In order to ensure efficient liquidity management practices during market instability, financial leaders should:

  1. Conduct a current-state liquidity assessment: Taking the time to thoroughly review the state of the company’s current cash position as well as its historic cash level and trends is vital to developing a plan for liquidity management. This evaluation should identify:
    • Current resources: Gauge whether the necessary staff, tools and skills are readily available to manage an effective plan and identify how you will address any gaps.
    • Borrowing base availability: Determine how much you can borrow based on realistic outlooks for collateral assets.
    • The company’s ability to satisfy its obligations: Ensure data is up to date on all current and forthcoming expenditures and days payable outstanding trends, including operating and nonoperating cash levels.
  2. Assess your company’s cash culture: Successful liquidity management requires a constant eye on actual cash on a daily and weekly basis. High-performing organizations have the resources to track detailed cash reporting, illustrate how and why cash expenditure decisions are made, and enforce adequate cash control measures.
  3. Open communication: Honest conversations with board members, sponsors, lenders and vendors is essential. Heightening their awareness into the plans for managing near-term liquidity, and most importantly the rationale for why, strengthens trust and transparency across the organization. This also reinforces the mentality that proactive liquidity management needs to be a standard and consistent company practice.

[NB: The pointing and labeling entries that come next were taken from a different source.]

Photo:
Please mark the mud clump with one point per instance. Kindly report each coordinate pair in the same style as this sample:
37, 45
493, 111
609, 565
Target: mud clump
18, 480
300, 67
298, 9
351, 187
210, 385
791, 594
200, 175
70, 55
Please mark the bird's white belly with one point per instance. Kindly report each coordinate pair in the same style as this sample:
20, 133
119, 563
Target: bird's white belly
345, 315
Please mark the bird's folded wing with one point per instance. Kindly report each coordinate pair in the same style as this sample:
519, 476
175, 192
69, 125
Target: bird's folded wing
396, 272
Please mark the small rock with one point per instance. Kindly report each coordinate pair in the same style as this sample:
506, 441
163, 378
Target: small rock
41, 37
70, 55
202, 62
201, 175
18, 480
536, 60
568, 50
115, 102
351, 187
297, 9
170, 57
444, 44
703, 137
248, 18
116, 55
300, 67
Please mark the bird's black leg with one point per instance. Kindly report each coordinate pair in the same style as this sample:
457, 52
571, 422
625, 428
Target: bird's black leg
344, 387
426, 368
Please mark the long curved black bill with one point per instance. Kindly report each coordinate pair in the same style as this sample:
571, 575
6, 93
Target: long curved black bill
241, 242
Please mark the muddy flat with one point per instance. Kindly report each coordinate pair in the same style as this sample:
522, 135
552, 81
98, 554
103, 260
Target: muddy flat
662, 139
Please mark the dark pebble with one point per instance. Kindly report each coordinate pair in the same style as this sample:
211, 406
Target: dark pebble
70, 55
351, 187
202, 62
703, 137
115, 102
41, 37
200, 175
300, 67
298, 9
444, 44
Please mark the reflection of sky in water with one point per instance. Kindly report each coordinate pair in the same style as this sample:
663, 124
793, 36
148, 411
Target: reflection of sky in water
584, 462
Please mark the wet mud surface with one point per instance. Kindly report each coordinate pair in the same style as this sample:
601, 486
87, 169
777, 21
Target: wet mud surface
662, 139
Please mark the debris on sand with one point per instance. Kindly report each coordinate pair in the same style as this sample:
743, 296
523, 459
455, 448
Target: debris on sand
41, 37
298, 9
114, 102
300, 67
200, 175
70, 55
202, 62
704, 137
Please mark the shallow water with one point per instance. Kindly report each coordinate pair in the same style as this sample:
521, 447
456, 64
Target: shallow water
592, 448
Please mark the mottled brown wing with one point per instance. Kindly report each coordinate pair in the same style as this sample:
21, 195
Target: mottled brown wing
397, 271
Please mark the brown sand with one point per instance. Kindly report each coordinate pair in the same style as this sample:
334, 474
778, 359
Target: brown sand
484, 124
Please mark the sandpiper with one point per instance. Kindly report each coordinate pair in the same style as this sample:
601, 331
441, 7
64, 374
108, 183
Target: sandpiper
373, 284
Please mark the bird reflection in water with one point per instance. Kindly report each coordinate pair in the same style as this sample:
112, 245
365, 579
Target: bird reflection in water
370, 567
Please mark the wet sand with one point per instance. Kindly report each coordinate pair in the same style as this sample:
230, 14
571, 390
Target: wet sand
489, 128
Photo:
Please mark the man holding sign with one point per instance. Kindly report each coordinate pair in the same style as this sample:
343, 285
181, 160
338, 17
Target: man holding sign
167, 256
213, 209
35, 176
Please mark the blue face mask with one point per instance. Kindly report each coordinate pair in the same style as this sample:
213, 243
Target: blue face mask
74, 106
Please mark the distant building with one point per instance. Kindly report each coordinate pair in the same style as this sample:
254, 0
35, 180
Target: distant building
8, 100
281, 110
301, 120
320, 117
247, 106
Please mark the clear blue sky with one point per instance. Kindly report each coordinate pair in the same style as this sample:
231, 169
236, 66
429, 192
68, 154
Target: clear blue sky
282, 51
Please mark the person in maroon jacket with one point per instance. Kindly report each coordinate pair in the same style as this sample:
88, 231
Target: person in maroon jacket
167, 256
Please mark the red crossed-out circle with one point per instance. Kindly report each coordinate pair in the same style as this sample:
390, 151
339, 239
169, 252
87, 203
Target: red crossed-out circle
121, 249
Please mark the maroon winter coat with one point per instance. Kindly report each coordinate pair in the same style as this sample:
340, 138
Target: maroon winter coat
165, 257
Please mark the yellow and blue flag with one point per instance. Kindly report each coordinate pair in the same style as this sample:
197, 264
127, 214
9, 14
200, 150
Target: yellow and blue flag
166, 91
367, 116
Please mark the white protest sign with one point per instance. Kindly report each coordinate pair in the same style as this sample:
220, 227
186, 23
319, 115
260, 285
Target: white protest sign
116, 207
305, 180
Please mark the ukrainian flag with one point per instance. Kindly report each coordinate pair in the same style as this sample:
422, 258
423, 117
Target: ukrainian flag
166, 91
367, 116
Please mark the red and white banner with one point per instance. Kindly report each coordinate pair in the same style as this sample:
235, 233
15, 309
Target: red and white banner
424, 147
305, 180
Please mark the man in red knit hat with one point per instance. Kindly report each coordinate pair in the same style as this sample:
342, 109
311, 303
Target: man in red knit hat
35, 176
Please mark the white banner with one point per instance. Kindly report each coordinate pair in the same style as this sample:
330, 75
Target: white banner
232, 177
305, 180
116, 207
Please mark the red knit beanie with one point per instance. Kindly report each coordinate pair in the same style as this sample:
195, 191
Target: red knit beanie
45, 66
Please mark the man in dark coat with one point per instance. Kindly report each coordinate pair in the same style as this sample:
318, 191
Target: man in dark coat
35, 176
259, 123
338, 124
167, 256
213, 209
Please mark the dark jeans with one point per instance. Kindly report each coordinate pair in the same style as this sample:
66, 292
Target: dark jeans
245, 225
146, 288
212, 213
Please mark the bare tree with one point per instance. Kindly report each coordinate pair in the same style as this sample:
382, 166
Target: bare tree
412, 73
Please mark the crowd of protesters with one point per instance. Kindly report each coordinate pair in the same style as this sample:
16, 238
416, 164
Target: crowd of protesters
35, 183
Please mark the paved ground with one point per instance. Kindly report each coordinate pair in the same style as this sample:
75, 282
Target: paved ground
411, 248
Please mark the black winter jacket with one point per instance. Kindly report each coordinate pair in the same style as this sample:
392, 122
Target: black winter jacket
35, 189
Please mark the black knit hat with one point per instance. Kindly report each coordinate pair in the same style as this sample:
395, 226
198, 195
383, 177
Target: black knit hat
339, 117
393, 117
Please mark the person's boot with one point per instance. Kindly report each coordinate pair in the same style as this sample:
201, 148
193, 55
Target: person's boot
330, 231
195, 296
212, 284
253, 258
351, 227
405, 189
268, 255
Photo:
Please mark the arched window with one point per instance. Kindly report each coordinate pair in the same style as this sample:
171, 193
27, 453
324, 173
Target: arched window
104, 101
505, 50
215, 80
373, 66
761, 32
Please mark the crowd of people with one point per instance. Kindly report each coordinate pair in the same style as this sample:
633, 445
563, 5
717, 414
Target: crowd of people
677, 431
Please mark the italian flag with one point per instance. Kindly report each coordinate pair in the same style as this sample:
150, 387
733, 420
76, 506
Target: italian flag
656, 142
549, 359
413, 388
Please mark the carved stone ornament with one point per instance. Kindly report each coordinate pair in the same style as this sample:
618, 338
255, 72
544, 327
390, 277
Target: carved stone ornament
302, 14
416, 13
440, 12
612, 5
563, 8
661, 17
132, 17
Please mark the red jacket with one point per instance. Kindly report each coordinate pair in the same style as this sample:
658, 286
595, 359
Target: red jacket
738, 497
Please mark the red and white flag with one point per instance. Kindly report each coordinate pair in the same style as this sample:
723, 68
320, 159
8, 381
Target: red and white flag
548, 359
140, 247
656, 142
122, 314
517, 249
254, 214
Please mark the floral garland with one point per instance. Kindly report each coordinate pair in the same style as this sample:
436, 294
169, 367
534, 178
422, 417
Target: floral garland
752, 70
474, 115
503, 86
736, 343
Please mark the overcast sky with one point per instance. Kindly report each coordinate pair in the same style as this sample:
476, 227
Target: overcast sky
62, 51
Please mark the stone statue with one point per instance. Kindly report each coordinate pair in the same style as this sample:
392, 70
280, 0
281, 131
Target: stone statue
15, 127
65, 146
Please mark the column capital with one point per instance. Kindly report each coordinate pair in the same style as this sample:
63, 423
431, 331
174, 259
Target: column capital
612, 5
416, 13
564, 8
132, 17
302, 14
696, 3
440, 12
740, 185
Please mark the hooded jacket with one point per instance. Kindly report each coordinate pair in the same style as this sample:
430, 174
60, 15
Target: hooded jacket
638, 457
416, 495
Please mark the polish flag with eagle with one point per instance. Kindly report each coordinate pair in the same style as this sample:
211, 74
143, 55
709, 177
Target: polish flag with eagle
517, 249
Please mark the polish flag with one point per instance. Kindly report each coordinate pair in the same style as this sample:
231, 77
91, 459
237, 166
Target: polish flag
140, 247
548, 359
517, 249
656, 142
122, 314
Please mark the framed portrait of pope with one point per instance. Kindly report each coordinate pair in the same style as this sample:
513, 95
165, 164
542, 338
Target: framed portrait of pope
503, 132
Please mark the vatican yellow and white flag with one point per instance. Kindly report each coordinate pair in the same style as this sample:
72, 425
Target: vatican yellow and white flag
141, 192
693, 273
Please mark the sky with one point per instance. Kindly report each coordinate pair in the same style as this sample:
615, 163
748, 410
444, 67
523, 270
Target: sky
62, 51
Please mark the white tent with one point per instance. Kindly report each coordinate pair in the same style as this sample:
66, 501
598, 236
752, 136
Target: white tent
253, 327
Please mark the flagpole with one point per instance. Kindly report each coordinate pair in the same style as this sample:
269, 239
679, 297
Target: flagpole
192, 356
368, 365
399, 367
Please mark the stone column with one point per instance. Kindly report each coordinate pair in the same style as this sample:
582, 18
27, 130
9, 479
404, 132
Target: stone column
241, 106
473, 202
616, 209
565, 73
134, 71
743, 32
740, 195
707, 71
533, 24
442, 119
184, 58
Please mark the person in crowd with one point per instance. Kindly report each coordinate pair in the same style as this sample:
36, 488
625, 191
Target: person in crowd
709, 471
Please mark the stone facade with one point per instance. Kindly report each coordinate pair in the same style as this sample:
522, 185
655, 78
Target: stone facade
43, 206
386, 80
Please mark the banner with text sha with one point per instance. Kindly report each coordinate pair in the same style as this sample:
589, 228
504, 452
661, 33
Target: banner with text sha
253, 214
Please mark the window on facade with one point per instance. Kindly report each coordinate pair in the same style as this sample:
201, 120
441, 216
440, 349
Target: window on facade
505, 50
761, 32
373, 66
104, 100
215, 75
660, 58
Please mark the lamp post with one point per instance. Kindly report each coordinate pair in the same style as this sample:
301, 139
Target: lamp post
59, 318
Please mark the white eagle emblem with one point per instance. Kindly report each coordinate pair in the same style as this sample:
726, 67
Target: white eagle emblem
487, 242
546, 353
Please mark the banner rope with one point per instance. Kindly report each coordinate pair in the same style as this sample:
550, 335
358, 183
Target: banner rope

There is no one-size-fits-all framework for managing liquidity. In many ways, every organization is unique. But by leveraging current liquidity management tools and ensuring the necessary people and communication structures are also in place, leaders can position their organizations for near-term sustainability and long-term growth with a proper liquidity road map.

KEY TAKEAWAYS

Proactive liquidity management is essential, particularly during market volatility. Effective management will require leadership to:
  • Think differently.
    Institutionalize liquidity management within your organization; make it part of your company culture and make decisions based on it.
  • Plan differently.
    Assess your existing resources and tools for liquidity management and develop a plan for improvement that can be shared with your management team, board and/or all capital structure constituents.
  • Act differently.
    Ensure your plan contains a focus on cash culture, a reliable cash and borrowing base forecast model, direct communication with internal stakeholders and lenders and, most importantly, actionable steps based on forecasted scenarios.